Data Visualization using Multidimensional Scaling

Say that one day you’re faced with a table of distance information between a bunch of points. Just looking at the table doesn’t really provide any real information about the underlying structure of the data, so you want to find a way to visualize this in a way that’s more meaningful.

For instance take a look of this table of distances between US cities:

	Atlanta	Chicago	Denver	Houston	Los Angeles	Miami	New York	San Francisco	Seattle	Washington, DC
Atlanta	0	587	1212	701	1936	604	748	2139	2182	543
Chicago	587	0	920	940	1745	1188	713	1858	1737	597
Denver	1212	920	0	879	831	1726	1631	949	1021	1494
Houston	701	940	879	0	1374	968	1420	1645	1891	1220
Los Angeles	1936	1745	831	1374	0	2339	2451	347	959	2300
Miami	604	1188	1726	968	2339	0	1092	2594	2734	923
New York	748	713	1631	1420	2451	1092	0	2571	2408	205
San Francisco	2139	1858	949	1645	347	2594	2571	0	678	2442
Seattle	2182	1737	1021	1891	959	2734	2408	678	0	2329
Washington, DC	543	597	1494	1220	2300	923	205	2442	2329	0

While packed full of information, this doesn’t really provide any context for the exact relations between these cities. A much more useful visualization would be a map of these points.

The challenge then is to produce coordinates for each item that best approximate the distances in the table. This type of problem is well solved by a set of techniques called Multidimensional Scaling (MDS). There is a good overview of MDS variants on the page where I stole this example from, but we only really need the classic version here. In this case, we just choose coordinates for each item such that they minimize the squared error between euclidean distances of the coordinates themselves and the entries in the distance matrix.

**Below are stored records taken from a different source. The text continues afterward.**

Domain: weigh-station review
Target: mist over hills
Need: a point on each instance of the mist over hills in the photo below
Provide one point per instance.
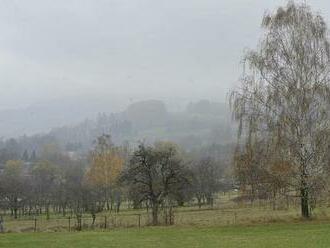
(75, 124)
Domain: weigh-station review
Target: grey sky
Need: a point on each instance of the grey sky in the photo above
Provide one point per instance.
(157, 48)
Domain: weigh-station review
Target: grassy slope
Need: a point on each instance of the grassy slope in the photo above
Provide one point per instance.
(276, 235)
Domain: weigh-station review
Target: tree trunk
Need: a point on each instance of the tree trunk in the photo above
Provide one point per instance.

Finding these coordinates is actually a fairly simple calculation: you just square each value in the distance matrix, double centre that such that the columns and rows both have a zero mean, and then take the SVD of that matrix. The point coordinates are then in the factors returned by the SVD. A full derivation of this algorithm can be found here for anybody that’s interested in why this works.

Displaying the output of this algorithm using D3.js, and a relatively sane looking output appears:

Obviously, the axes point in the opposite direction than normal in this diagram, which is because I cheated a little to get the output look a little more familiar. The raw distance matrix doesn’t encode orientation information, so this process produced a set of coordinates that are the mirror image and rotated to what we’re used to. However, the relative distances between all the cities here are almost exactly correct, which is the goal here.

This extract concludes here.